“You’re off to great places! Today is your day! Your mountain is waiting, So get on your way!”
— Dr. Seuss
I decided that I get to clean my studio desk today. My creative space is all of 3 feet x 3 feet, and today I decided to make the most of it, instead of listening to the voices telling me what's the use of such a small space? So I cleaned, which means I'm really getting down to business, ha.
It's tender in here. I gently went through a muslin sack filled with old, dried up tubes of paint, the dog-eared books, now covered with a fine layer of dust finally get a dusting. I carefully wipe everything down and remember how good it felt to do this.
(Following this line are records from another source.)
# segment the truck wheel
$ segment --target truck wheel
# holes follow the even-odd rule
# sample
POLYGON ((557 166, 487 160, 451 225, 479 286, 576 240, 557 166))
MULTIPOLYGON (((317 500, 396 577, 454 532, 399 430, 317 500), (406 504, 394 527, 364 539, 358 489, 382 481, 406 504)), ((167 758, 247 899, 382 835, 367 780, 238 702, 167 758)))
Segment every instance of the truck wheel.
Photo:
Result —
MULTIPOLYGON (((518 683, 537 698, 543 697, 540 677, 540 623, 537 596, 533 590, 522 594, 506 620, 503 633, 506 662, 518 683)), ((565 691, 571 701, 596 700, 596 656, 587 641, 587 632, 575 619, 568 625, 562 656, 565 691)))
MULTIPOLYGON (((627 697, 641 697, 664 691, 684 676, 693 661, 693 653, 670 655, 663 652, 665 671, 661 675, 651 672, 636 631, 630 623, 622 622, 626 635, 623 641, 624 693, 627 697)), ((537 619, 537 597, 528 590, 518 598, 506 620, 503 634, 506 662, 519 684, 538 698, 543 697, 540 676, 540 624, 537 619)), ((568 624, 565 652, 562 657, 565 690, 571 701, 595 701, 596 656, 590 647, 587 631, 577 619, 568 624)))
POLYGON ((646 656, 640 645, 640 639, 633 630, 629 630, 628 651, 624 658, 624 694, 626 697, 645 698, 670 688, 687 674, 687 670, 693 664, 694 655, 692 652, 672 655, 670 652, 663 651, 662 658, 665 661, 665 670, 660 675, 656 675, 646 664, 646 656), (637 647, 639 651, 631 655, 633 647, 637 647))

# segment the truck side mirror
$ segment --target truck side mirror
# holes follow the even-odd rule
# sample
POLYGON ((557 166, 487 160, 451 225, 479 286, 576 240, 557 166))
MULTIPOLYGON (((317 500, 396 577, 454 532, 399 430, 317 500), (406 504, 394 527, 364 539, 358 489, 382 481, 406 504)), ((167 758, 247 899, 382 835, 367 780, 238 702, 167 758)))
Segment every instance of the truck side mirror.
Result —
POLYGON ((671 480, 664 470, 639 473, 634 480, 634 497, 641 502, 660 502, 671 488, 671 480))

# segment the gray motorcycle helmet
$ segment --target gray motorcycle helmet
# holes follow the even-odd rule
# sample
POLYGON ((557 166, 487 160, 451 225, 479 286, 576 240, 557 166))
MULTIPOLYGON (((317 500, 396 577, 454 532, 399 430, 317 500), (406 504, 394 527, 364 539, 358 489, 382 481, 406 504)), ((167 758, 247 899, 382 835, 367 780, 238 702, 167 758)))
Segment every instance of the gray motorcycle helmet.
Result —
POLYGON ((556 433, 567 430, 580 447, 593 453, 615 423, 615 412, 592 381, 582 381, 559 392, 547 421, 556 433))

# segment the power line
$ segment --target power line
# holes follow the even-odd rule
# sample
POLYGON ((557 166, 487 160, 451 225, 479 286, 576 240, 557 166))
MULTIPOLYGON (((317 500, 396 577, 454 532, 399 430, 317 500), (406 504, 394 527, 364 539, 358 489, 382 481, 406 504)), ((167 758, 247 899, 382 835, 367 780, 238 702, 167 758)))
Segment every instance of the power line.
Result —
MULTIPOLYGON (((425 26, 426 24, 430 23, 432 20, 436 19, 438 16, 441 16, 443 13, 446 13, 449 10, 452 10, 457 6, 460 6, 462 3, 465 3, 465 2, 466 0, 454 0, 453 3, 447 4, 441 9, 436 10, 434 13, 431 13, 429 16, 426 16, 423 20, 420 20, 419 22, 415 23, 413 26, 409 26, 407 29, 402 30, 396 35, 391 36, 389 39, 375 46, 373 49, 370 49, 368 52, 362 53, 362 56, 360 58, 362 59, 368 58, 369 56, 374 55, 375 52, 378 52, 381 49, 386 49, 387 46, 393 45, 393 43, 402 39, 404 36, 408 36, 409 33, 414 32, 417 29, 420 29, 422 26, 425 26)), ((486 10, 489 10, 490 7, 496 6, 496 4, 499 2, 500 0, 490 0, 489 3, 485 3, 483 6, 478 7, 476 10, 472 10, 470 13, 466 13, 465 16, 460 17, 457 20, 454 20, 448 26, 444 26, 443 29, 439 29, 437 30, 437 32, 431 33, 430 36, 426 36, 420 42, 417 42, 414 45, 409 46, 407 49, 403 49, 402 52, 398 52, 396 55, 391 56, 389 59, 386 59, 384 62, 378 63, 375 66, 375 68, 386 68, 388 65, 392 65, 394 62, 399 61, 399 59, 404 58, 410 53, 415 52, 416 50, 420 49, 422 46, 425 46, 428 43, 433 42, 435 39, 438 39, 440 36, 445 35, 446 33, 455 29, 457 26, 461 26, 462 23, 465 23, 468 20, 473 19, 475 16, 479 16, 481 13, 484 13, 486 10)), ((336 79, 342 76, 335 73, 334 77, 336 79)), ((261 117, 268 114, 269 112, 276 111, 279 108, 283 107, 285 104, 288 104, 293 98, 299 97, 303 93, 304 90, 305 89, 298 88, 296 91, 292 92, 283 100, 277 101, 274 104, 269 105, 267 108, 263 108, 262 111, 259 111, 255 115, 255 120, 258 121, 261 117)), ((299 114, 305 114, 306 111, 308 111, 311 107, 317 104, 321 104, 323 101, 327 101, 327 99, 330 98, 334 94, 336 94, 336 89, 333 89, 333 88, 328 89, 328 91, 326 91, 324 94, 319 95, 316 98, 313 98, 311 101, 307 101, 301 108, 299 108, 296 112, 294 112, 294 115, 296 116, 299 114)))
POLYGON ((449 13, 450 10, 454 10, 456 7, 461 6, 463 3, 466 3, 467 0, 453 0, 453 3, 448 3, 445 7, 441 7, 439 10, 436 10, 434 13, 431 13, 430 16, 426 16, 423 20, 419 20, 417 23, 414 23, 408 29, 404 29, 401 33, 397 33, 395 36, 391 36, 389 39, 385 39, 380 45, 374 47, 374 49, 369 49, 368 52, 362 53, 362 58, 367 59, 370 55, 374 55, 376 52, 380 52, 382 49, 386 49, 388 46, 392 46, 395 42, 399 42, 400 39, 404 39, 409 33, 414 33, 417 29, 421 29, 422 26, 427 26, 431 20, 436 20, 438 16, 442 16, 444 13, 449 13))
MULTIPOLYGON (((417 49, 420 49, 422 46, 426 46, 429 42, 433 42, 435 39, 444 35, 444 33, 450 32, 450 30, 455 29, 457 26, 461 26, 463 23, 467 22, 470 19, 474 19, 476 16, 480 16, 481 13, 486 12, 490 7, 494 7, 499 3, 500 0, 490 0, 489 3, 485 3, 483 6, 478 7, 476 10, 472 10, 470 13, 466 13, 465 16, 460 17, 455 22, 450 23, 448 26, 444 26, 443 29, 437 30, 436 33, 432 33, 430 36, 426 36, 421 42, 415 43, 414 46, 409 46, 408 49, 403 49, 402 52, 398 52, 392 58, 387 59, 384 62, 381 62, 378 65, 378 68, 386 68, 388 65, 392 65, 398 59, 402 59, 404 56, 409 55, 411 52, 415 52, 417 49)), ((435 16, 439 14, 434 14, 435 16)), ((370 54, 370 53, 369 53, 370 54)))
How comforting time in the studio used to be, even when I didn't know what the heck I was doing, which was often.
I guess nothing much has changed. I still feel like I'm wandering around, figuring out my life. Maybe it will always be this way, this feeling of lostness and not knowing, or maybe I just like exploring and pushing the boundaries of my life so that I'm always coming up to the edges of what I know--I do love to learn. But it's a vulnerable feeling, this feeling of not being sure. Dancer and writer Agnes De Mille says, "Living is a form of not being sure, not knowing what next, or how. The moment you know how, you begin to die a little. The artist never entirely knows. We guess. We may be wrong, but we take leap after leap in the dark." Her words comfort me greatly as they resonate--all I can do is nod and moan at being known and understood so deeply.
In this creative space--do I dare call it a studio?--old dreams are still well and alive as the day I let them rest. I tread carefully, not wishing to startle them or wake them too quickly. But that they are all still here, still alive and playful--takes me by surprise and my spirit is within me, relieved and grateful. I sigh, more of an exhale than a sigh really, and begin again.